L’Agence nationale de sécurité du médicament (ANSM) a publié ce jeudi 20 février deux expertises confirmant la toxicité importante des antibiotiques de la famille des fluoroquinolones, comme le Ciflox, l’Uniflox, le Tavanic ou l’Oflocet. Bien que très efficaces, ces médicaments sont associés à des effets secondaires graves et parfois irréversibles touchant les muscles, les articulations et le système nerveux. Ces antibiotiques continuent d’être largement prescrits pour des infections courantes comme les cystites, les rhinites ou les diarrhées, alors qu’ils devraient être réservés à des cas plus spécifiques. L’ANSM rappelle que ces médicaments ne doivent être prescrits qu’en cas de nécessité absolue et après avoir informé le patient des risques encourus.

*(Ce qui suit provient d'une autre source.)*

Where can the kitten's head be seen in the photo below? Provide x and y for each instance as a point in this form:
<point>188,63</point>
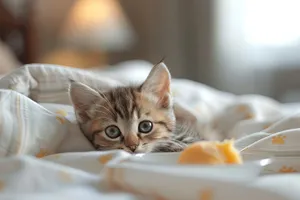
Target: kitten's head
<point>128,118</point>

Entre 2017 et 2023, 736 cas d’effets secondaires graves liés aux fluoroquinolones ont été signalés aux centres de pharmacovigilance de Paris et de Marseille. Toutefois, l’ANSM reconnaît que ce chiffre ne reflète qu’une partie des cas réels, estimant qu’ils pourraient représenter seulement 10 % des patients affectés. Par ailleurs, un tiers des patients concernés avaient reçu ces antibiotiques pour des pathologies ne relevant pas de leur autorisation de mise sur le marché (AMM), ce qui pose la question du respect des indications médicales.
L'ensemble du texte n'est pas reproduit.